CMSC 27100 — Lecture 8

These notes are part of an evolving series originally written by Tim Ng and subsequently extended by David Cash and Robert Rand.

Two Applications of Factorization

We start with two of the most famous proofs ever. Both use the results about prime numbers and factorization that we proved last time. They also both wield contradiction, further demonstrating the surprising power and potentially broad nature of proofs in the spaace.

There exist infinitely many prime numbers.

Assume for contradiction that there are a finite number of primes. Let $p_1,\ldots,p_k$ be the $k$ primes. To find a contradiction, it is enough to show that some prime is not included on this list. Consider $x=p_1 p_2\cdots p_k+1$. Observe that $x$ is not divisible by any of $p_1,\ldots, p_k$ (as this would imply that $p_i\mid 1$, which is impossible). On the other hand, by the Fundamental Theorem of Arithmetic, $x$ can be factored into primes, and in particular some prime $p$ divides $x$. Since this prime can't be any of $p_1,\ldots,p_k$, we have found an additional prime beyond $p_1,\ldots,p_k$.

Any square root of $2$ is irrational. More explicitly, for all $a,b\in\mathbb{Z}$ with $b\neq 0$, $(a/b)^2 \neq 2$.

Let's continue avoiding division, and prove the equivalent statement that $a^2 \neq 2b^2$ for all $a,b\in\mathbb{Z}$ with $b\neq 0$. (Note that the assumption that $b$ is non-zero is necessary, since otherwise we can take $a=0$ and $b=0$.)

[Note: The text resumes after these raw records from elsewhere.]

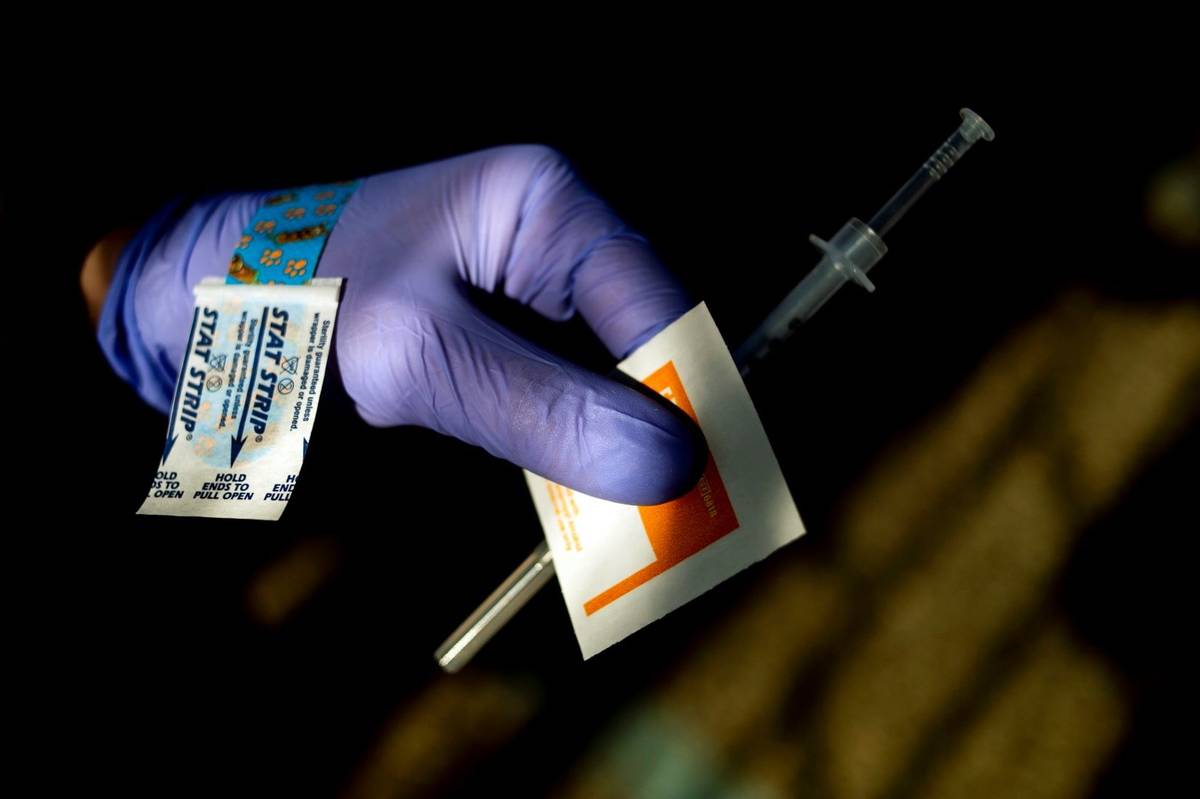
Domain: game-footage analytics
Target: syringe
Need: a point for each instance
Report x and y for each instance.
(849, 256)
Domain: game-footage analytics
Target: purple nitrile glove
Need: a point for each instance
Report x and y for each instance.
(413, 349)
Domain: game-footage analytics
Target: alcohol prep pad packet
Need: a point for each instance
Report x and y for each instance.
(246, 398)
(623, 566)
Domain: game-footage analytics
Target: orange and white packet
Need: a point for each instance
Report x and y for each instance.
(622, 566)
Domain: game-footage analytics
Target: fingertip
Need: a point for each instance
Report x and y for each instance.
(659, 456)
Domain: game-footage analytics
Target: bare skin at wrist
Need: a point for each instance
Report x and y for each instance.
(99, 268)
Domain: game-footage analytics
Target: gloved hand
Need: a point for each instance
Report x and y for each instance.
(413, 350)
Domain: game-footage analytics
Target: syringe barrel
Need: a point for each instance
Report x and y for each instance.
(847, 257)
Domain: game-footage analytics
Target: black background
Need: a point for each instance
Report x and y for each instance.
(150, 674)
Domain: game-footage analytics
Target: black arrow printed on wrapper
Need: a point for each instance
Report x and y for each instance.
(239, 440)
(179, 389)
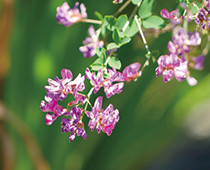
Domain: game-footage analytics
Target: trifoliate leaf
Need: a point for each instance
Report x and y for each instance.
(114, 62)
(135, 2)
(113, 45)
(132, 29)
(97, 64)
(99, 16)
(121, 21)
(110, 22)
(153, 22)
(146, 8)
(101, 52)
(115, 36)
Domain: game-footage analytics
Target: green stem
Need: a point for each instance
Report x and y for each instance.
(142, 34)
(134, 11)
(122, 7)
(87, 102)
(92, 21)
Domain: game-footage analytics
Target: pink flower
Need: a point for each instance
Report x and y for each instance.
(51, 106)
(171, 66)
(90, 43)
(131, 72)
(104, 120)
(67, 16)
(173, 15)
(191, 81)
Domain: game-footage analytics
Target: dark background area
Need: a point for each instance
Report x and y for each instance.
(164, 126)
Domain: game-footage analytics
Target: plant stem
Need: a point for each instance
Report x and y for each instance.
(92, 21)
(142, 34)
(122, 7)
(134, 11)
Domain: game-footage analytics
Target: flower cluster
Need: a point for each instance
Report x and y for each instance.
(104, 73)
(203, 18)
(113, 84)
(90, 43)
(104, 120)
(181, 55)
(67, 16)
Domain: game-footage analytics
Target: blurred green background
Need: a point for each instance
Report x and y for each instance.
(162, 126)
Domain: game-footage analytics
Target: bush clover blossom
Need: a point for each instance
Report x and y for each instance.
(106, 73)
(102, 120)
(171, 66)
(67, 16)
(73, 125)
(90, 43)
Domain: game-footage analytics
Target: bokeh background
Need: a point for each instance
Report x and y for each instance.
(162, 126)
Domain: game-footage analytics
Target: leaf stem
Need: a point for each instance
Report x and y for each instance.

Now suppose for the purpose of contradiction that there exist $a,b\in\mathbb{Z}$, $b\neq 0$, such that $a^2 = 2 b^2$. By negating $b$ if necessary, we may assume that $b$ is positive. Since there exists at least one such pair with positive $b$, we can select a pair that minimizes the value of $b$. We are going to contradict our choice of $a,b$ by showing that we can find another pair with a smaller $b$.

Since $a^2=2b^2$, we have that $2|a^2$. Since $2$ is prime, we have that $2|a$ by Euclid's Lemma from the last lecture. Thus there exists $k\in\mathbb{Z}$ such that $a=2k$.

Next we have that $2b^2 = a^2 = (2k)^2 = 4k^2$. Thus $b^2 = 2k^2$. We can repeat the argument from the previous paragraph to show that $2|b$ as well, so there is $\ell\in\mathbb{Z}$ such that $b=2\ell$.

Since $a^2=2b^2$, we have that $(2k)^2=2(2\ell)^2$, which implies that $k,\ell$ is another pair satisfying $k^2=2\ell^2$. Moreover $\ell$ is positive and $\ell \lt b$, which contradicts our choice of $a$ and $b$. This completes the proof.

Exercises

  1. In the proof that there are infinitely many primes, a common misunderstanding is that $\left(\prod_{i=1}^k p_i\right)+1$ is always prime. Verify that this is not the case.
  2. Prove that $3$ does not have a rational square root. More generally, prove that no prime has a rational square root.
  3. Prove Corollary 8.9 using Bézout's theorem instead of prime factorization.